Cannons exploded, flames erupted, guitars blasted and the Kid in bluejeans, wife-beater t-shirt and fedora sprang onto the stage and kicked into a rousing eruption of “Bawitdaba.”
“What’s he saying?” Larry screamed to Reuben.
“Bath water!”
“Bath water? You know this song?”
“No. But it’s what he’s saying.”
“I take it it’s not a Frank Sinatra song.”
“Hardly.”
“Let the show begin,” Larry added.
“Yup,” Reuben said, pulling out his cell phone and dialing Zeke.
Four rings later he picked up. “Ya!” he screamed into the phone.

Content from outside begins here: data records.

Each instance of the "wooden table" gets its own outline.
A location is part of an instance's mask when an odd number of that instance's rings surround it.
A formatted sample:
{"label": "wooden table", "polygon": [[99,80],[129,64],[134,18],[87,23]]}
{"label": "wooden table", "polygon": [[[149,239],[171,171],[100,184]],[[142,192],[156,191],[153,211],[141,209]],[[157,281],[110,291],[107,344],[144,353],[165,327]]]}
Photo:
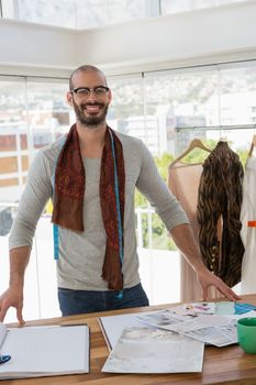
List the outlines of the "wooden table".
{"label": "wooden table", "polygon": [[[242,302],[256,305],[256,295],[242,297]],[[37,321],[27,321],[26,324],[68,324],[87,323],[90,327],[90,373],[65,376],[0,381],[1,384],[19,385],[149,385],[149,384],[256,384],[256,354],[246,354],[238,345],[226,348],[207,346],[202,373],[181,374],[107,374],[101,369],[109,351],[98,324],[97,317],[112,316],[127,312],[143,312],[157,310],[172,305],[151,306],[119,311],[105,311],[84,316],[59,317]],[[255,314],[256,316],[256,314]],[[12,324],[13,326],[13,324]]]}

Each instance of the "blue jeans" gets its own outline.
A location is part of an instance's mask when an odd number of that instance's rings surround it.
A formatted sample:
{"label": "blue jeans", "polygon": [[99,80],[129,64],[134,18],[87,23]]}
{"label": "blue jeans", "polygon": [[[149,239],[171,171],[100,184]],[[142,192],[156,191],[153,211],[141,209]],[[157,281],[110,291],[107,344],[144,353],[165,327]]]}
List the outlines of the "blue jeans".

“Do you see him in the wheelchair?!” Reuben screamed into his.
“Ya!”
“You got Candy?!”
“Ya!”
“See the briefcase?!”
“Ya! Under the chair!”
“Send her over to it. Keep behind her! Have her open it!”
“Don’t screw me!”
“Never! Just leave Buster there and Candy will wheel him out when the concert’s over.”
“Okay! We’re going!”
Since they couldn’t see anything but the back of the stage and a dense layer of smoke lingering around it, Larry and Reuben where at the mercy of the Lords now to unwittingly follow instructions.
Buster had indeed sneaked under the stage and was peering from under the front corner. With sweat dripping into his eyes he was able to make out Candy nudging her way toward the governor in the chair. Zeke was over her shoulder. Buster’s blood boiled at the sight of him.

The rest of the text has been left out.